Activity Monitoring Data

Introduction

It is now possible to collect a large amount of data about personal movement using activity monitoring devices such as a Fitbit, Nike Fuelband, or Jawbone Up. These type of devices are part of the “quantified self” movement – a group of enthusiasts who take measurements about themselves regularly to improve their health, to find patterns in their behavior, or because they are tech geeks. But these data remain under-utilized both because the raw data are hard to obtain and there is a lack of statistical methods and software for processing and interpreting the data.

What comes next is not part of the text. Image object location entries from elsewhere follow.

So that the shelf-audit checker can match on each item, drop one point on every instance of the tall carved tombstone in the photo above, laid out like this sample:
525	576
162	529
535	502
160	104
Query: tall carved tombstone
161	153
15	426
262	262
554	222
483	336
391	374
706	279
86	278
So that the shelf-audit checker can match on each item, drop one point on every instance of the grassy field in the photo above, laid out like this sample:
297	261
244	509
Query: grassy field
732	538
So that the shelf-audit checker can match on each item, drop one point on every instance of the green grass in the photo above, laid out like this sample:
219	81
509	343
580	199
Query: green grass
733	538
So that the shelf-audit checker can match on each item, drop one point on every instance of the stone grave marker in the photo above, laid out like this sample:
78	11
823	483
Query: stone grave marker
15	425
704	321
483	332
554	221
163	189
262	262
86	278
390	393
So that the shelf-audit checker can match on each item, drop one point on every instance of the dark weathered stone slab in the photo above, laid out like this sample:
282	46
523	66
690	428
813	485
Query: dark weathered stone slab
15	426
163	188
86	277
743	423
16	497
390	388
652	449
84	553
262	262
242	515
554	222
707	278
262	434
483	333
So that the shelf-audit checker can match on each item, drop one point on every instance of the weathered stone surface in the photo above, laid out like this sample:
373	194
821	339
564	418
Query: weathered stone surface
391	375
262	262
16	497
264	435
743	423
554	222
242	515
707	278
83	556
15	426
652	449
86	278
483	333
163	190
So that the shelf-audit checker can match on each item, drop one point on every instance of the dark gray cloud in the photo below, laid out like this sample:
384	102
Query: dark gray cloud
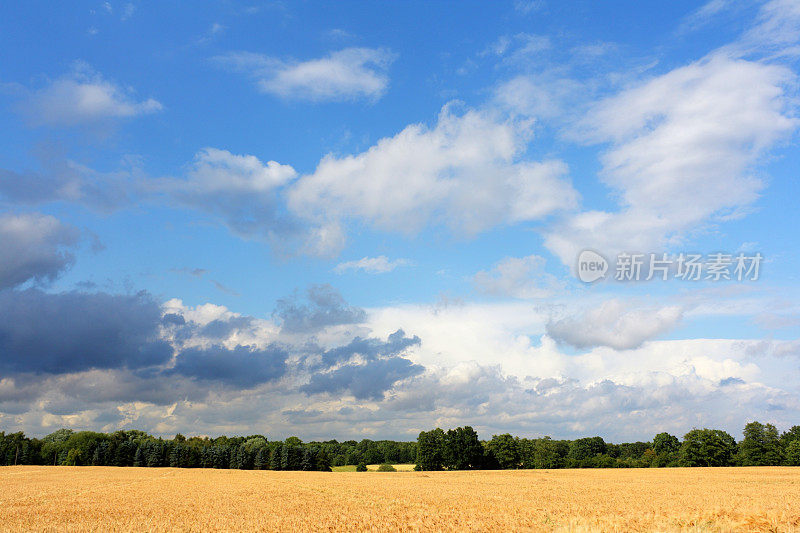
324	307
72	331
59	179
222	329
370	348
34	247
379	367
244	366
367	381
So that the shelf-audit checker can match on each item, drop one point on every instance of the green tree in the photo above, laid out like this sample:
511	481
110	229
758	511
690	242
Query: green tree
430	450
761	445
504	450
793	453
707	447
462	449
664	443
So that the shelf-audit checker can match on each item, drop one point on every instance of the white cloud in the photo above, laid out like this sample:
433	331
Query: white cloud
348	74
220	171
84	97
683	147
465	173
34	247
371	265
614	324
517	277
241	190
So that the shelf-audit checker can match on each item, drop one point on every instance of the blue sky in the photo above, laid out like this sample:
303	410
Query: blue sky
363	219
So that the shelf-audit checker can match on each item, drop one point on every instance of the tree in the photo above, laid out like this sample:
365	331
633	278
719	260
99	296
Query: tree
583	452
430	450
462	449
761	445
664	443
707	447
504	450
793	453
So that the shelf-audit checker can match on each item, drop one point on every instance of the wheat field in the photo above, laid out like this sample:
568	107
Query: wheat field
167	499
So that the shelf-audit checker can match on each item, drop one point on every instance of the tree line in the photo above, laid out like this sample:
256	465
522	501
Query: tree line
137	448
454	449
460	449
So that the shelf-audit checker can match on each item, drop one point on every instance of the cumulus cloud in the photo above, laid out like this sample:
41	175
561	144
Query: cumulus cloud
517	277
349	74
243	366
34	247
69	332
365	381
240	190
323	307
371	367
465	173
682	150
84	97
371	265
614	324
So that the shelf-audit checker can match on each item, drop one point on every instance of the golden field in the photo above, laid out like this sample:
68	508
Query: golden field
168	499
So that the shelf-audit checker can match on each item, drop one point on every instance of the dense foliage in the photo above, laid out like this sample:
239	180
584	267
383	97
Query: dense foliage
136	448
460	449
454	449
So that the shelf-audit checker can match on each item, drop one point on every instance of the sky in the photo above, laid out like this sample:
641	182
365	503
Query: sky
368	219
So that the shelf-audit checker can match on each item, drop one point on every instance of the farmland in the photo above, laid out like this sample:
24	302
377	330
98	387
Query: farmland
103	498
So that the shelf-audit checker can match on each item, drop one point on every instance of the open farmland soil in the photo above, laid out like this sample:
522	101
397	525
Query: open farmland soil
167	499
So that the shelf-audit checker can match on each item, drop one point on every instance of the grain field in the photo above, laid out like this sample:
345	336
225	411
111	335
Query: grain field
166	499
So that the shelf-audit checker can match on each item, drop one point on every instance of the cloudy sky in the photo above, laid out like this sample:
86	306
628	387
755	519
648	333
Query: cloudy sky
364	219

This assignment makes use of data from a personal activity monitoring device. This device collects data at 5 minute intervals through out the day. The data consists of two months of data from an anonymous individual collected during the months of October and November, 2012 and include the number of steps taken in 5 minute intervals each day.

The data for this assignment can be downloaded from the course web site:

Dataset: Activity monitoring data [52K]

The variables included in this dataset are:

steps: Number of steps taking in a 5-minute interval (missing values are coded as NA)
date: The date on which the measurement was taken in YYYY-MM-DD format
interval: Identifier for the 5-minute interval in which measurement was taken The dataset is stored in a comma-separated-value (CSV) file and there are a total of 17,568 observations in this dataset.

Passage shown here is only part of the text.